Increasing trade volumes and periods of high market volatility create technology challenges for financial services firms. This is especially true for sell-side firms, which can experience extremely high transaction volumes, since they partition already high volumes of incoming orders into an even greater number of smaller orders for execution. At the same time, they must support a high number of concurrent analytic queries to provide order status, risk management, surveillance and other information for clients.

This requirement for multi-workload processing at high scale, coupled with the highest levels of performance and reliability, has historically been difficult to satisfy. Compounding the challenge, transaction volumes grow not only incrementally and within expectations, but can also spike due to unexpected world events.

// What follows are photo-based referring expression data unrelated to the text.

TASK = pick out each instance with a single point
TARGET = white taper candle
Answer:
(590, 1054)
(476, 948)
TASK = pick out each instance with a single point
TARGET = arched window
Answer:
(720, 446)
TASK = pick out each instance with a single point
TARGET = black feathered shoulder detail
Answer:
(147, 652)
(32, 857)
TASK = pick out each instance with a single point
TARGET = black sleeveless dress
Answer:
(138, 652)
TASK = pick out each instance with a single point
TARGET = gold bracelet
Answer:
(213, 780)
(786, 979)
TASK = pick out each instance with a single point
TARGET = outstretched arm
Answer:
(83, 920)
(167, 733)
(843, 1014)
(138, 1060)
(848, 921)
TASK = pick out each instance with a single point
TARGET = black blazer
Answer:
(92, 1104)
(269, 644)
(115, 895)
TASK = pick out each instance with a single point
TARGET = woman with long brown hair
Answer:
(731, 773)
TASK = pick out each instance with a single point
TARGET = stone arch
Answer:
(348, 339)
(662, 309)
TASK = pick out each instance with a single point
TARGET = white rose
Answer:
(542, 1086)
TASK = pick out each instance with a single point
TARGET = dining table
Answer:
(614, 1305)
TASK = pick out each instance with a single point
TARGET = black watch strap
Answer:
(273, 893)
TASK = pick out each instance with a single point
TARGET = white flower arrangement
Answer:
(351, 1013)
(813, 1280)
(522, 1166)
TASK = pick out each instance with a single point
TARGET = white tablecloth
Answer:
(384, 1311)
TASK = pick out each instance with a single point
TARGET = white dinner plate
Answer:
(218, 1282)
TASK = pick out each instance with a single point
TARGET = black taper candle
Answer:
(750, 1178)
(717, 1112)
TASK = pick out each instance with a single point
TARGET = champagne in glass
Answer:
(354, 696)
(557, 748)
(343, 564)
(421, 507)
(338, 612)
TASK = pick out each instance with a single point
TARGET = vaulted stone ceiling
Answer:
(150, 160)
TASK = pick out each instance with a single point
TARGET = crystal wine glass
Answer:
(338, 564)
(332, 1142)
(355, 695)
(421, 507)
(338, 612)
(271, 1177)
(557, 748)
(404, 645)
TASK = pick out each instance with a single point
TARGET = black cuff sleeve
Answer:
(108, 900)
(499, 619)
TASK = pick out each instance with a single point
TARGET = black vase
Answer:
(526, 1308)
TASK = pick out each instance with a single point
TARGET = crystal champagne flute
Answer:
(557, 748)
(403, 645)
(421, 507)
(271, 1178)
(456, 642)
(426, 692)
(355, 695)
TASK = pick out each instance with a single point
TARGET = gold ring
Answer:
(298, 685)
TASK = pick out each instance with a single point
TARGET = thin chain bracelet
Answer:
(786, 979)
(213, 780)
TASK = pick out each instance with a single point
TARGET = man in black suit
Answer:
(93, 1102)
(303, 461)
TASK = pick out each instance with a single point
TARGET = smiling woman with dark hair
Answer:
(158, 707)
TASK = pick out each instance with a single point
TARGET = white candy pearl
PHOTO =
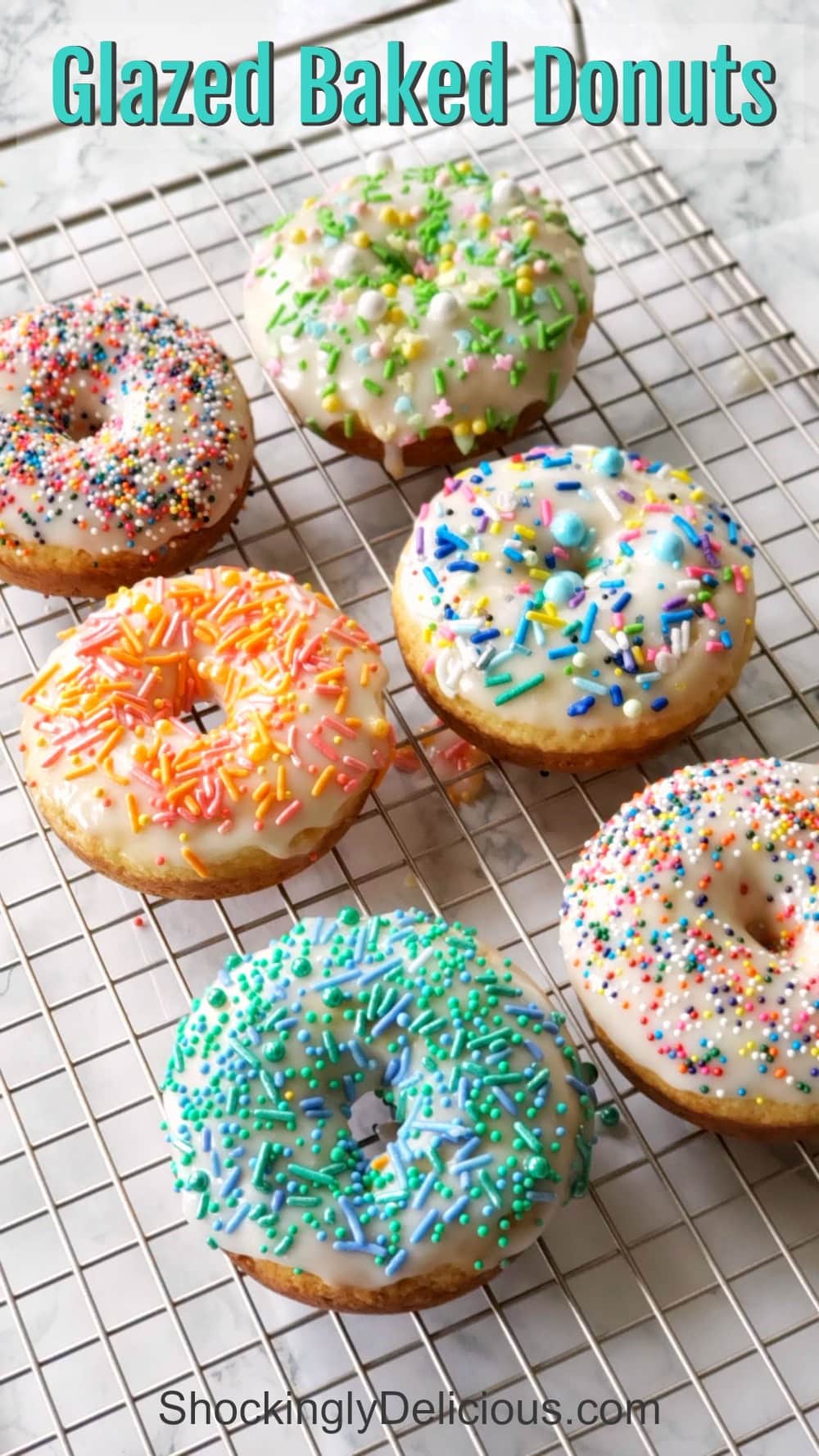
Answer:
(379, 162)
(344, 260)
(506, 191)
(443, 308)
(372, 306)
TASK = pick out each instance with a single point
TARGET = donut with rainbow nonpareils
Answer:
(691, 934)
(125, 445)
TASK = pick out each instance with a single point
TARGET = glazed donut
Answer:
(491, 1111)
(573, 609)
(410, 314)
(691, 934)
(143, 797)
(125, 445)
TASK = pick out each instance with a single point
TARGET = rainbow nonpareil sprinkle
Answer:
(691, 931)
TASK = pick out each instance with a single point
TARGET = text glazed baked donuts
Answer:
(574, 608)
(491, 1107)
(414, 314)
(125, 445)
(143, 797)
(691, 934)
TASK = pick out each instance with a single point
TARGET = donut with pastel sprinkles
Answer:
(423, 314)
(488, 1107)
(125, 445)
(691, 934)
(574, 608)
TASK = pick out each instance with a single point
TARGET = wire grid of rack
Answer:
(691, 1273)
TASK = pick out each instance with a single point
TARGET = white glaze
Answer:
(707, 976)
(303, 328)
(171, 436)
(518, 505)
(422, 973)
(278, 715)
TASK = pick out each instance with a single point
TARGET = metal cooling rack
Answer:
(691, 1273)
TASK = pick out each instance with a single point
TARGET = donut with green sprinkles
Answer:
(484, 1107)
(574, 608)
(405, 306)
(123, 432)
(691, 932)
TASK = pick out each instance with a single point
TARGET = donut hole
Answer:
(85, 424)
(372, 1123)
(761, 924)
(767, 932)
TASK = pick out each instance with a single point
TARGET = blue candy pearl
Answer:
(608, 462)
(561, 587)
(568, 529)
(669, 546)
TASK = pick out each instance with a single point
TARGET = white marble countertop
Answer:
(757, 187)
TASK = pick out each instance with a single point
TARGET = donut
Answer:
(490, 1111)
(125, 445)
(413, 314)
(142, 795)
(573, 609)
(691, 934)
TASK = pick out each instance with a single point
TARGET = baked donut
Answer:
(125, 445)
(143, 797)
(691, 934)
(573, 609)
(413, 314)
(491, 1111)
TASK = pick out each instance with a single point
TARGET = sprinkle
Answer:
(519, 689)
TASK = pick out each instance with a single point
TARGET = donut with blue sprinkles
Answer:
(574, 608)
(484, 1107)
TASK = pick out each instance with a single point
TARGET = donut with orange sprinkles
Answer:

A critical component of a sell-side firm’s technology infrastructure is its transaction management and analytics platform. The platform must be reliable and highly available. A failure, or even a slowdown of the platform, can have severe consequences as it can take many hours to rebuild order state and resume normal operations after a failure. In the meantime, the firm’s ability to process additional trades and provide order status is compromised and financial losses mount.

To successfully handle growth and volatility without performance or availability issues, the platform must balance transactional workloads with the concurrent analytic demands of downstream applications at scale. Financial services organisations, particularly sell-side firms, must process millions of messages per second, while simultaneously supporting thousands of analytic queries from hundreds of systems that must report on the state of orders while performing other queries.

Currently, in-memory databases are widely used, primarily due to their ability to support high-performance data-insert operations and analytic workload processing. However, in-memory databases alone are not an ideal platform for transaction management and analytics for several reasons:

Finding a Solution

So, given these challenges, how can financial services organisations find a solution that enables them to simultaneously process transactional and analytic workloads at high scale?

The answer comes in the form of the Hybrid Transaction/Analytical Processing (HTAP) database.

Traditionally, online transaction processing (OLTP) and online analytical processing (OLAP) workloads have been handled independently, by separate databases. However, operating separate databases creates complexity and latency because data must be moved from the OLTP environment to the OLAP environment for analysis. This has led to the development of a new kind of database which can process both OLTP and OLAP workloads in a single environment without having to copy the transactional data for analysis. HTAP databases are being used in multiple industries for their ability to uncover new insights, create new revenue opportunities and improve situational awareness and overall business agility for organisations.

The best HTAP database platforms deliver the performance of an in-memory database with the persistence and reliability of a traditional operational database. They are optimised to accommodate high transactional workloads and a high volume of analytic queries on the transactional data concurrently, without incident or performance degradation, even during periods of market volatility.

They have a comprehensive, multi-model database management system (DBMS) that delivers fast transactional and analytic performance without sacrificing scalability, reliability or security. They can handle relational, object-oriented, document, key-value, hierarchical, and multi-dimensional data objects in a common, persistent storage tier.

Moreover, the best of these embody features that make them attractive for mission-critical, high-performance transaction management and analytics applications. These include:

High-performance for transactional workloads with built-in persistence – The ideal scenario is to find a data platform that includes a high-performance database that provides transactional performance equal to, or greater than, in-memory databases along with built-in persistence at scale.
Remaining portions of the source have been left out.